I have previously grumbled about styling WordPress (WP) blocks in the HTML files that control what is shown in each type of view (post, page, archives, etc.) rather than using semantic classes and CSS. I have realised that by doing this, it will break the Site Editor, which WP place so much emphasis on for creating themes nowadays. I’ve already seen that using the Site Editor has more documentation and support than writing it programmatically.
I am currently looking at adding search.html, which controls how search results are viewed. It’s currently the same as the index and archive pages, except that it has the heading
Search results. The page shows a list of hits, if there are any, and a blank page if there aren’t. In the latter case, it would be more helpful to the user to show a message indicating that WP has looked but didn’t find anything, rather than appearing to have not done anything.
I saw that other themes use markup options in their WP query blocks (a query block is needed to get the posts or pages to display), so I had a look on the internet for any documentation about the query block. I found a post about the WP Query Loop, which talked only about creating it in the Site Editor. It talks about settings for this that and the other, which made me think.

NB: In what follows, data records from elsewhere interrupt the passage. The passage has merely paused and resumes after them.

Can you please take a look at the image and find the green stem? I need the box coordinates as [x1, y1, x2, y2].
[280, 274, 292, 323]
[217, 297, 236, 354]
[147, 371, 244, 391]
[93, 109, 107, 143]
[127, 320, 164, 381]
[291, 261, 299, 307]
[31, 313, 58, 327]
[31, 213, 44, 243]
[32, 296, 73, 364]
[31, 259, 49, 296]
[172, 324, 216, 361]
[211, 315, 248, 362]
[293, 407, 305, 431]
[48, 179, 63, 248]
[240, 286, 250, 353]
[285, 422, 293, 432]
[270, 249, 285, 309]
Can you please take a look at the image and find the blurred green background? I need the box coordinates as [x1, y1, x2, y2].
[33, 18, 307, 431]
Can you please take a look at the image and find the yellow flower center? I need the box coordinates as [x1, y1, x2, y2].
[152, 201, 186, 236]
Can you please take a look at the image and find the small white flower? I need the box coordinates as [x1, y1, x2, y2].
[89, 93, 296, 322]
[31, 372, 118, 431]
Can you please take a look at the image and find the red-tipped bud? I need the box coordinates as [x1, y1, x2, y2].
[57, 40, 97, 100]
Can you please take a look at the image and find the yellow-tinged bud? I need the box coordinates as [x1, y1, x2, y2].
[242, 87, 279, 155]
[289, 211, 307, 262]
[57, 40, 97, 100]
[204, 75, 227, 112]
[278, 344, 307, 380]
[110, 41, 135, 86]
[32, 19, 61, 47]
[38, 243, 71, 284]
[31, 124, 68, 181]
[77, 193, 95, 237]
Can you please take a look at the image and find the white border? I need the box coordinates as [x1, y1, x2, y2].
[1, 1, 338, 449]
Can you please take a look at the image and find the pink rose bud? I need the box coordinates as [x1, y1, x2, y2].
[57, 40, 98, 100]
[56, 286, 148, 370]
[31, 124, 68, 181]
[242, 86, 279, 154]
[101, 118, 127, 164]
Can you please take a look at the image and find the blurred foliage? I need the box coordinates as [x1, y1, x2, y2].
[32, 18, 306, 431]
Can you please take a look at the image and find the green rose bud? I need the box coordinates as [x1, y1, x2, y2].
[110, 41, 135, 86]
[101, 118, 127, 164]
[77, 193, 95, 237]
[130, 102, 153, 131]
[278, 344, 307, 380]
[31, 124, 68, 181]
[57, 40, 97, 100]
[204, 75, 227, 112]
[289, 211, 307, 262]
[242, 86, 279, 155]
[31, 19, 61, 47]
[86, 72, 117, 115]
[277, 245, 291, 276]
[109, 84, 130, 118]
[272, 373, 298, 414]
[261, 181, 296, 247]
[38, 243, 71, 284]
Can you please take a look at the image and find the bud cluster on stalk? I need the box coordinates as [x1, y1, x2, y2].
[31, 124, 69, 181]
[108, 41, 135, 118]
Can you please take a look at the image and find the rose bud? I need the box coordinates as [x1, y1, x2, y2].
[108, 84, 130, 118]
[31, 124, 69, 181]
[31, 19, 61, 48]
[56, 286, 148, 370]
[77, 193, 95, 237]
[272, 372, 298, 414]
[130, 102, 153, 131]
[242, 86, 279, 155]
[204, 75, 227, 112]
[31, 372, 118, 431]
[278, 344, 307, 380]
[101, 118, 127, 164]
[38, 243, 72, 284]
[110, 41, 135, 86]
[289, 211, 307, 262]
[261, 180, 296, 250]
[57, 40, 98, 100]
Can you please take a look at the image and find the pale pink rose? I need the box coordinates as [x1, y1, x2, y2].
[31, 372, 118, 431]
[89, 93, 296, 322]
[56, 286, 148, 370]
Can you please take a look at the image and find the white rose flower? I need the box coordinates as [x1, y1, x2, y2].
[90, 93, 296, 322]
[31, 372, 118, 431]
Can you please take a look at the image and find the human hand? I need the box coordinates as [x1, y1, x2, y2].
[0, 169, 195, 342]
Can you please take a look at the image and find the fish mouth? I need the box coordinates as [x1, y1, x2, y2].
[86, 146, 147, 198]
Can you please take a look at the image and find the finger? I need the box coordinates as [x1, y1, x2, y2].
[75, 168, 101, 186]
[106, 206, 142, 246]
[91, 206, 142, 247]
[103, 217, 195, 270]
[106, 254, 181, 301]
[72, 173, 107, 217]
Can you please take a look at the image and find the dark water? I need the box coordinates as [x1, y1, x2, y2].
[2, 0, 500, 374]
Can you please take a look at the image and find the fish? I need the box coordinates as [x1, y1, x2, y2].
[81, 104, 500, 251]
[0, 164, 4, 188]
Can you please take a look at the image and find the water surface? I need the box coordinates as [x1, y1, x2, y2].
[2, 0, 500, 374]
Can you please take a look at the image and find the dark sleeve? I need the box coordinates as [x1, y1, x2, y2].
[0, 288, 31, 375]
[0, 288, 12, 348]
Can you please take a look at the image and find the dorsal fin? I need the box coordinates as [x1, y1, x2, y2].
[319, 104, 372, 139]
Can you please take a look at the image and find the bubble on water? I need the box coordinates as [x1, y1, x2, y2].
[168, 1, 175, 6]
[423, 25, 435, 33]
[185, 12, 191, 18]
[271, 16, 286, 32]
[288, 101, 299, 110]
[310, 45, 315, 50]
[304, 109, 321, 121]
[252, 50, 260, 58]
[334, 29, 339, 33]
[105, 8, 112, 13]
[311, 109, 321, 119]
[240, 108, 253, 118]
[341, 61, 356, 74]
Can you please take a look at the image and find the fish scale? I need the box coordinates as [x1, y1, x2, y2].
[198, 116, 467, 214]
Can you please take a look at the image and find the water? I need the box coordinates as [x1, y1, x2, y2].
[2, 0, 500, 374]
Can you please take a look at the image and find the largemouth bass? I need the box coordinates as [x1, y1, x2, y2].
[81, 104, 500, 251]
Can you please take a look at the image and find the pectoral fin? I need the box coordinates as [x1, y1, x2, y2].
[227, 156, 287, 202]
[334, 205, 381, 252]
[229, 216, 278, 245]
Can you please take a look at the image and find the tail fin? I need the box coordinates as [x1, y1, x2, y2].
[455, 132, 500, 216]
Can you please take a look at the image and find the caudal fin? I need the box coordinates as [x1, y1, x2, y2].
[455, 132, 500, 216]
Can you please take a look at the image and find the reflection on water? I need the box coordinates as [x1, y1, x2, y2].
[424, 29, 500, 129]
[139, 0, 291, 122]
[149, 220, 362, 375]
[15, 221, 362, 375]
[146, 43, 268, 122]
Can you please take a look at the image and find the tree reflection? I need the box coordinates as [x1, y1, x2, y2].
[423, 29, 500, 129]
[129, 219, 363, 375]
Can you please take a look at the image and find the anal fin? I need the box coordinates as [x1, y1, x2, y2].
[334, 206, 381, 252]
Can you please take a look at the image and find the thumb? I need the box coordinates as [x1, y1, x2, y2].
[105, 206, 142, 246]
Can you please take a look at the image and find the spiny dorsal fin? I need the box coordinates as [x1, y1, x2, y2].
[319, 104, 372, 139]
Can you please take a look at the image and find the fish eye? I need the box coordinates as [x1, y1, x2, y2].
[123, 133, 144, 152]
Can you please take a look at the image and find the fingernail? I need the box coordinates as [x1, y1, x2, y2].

If the Site Editor has options, and these options are saved in the HTML that defines the theme, then any semantic classes I use will not be able to be changed in the Site Editor. (I’m not sure if my semantic classes would override the Editor’s settings or vice versa.) When I looked in the Site Editor, my classes appear in Advanced > Additional CSS class(es). The user could, therefore, completely remove my classes. I’m not sure if this is a good thing or a bad thing.
One thing is for sure: I feel yet again thwarted by WP.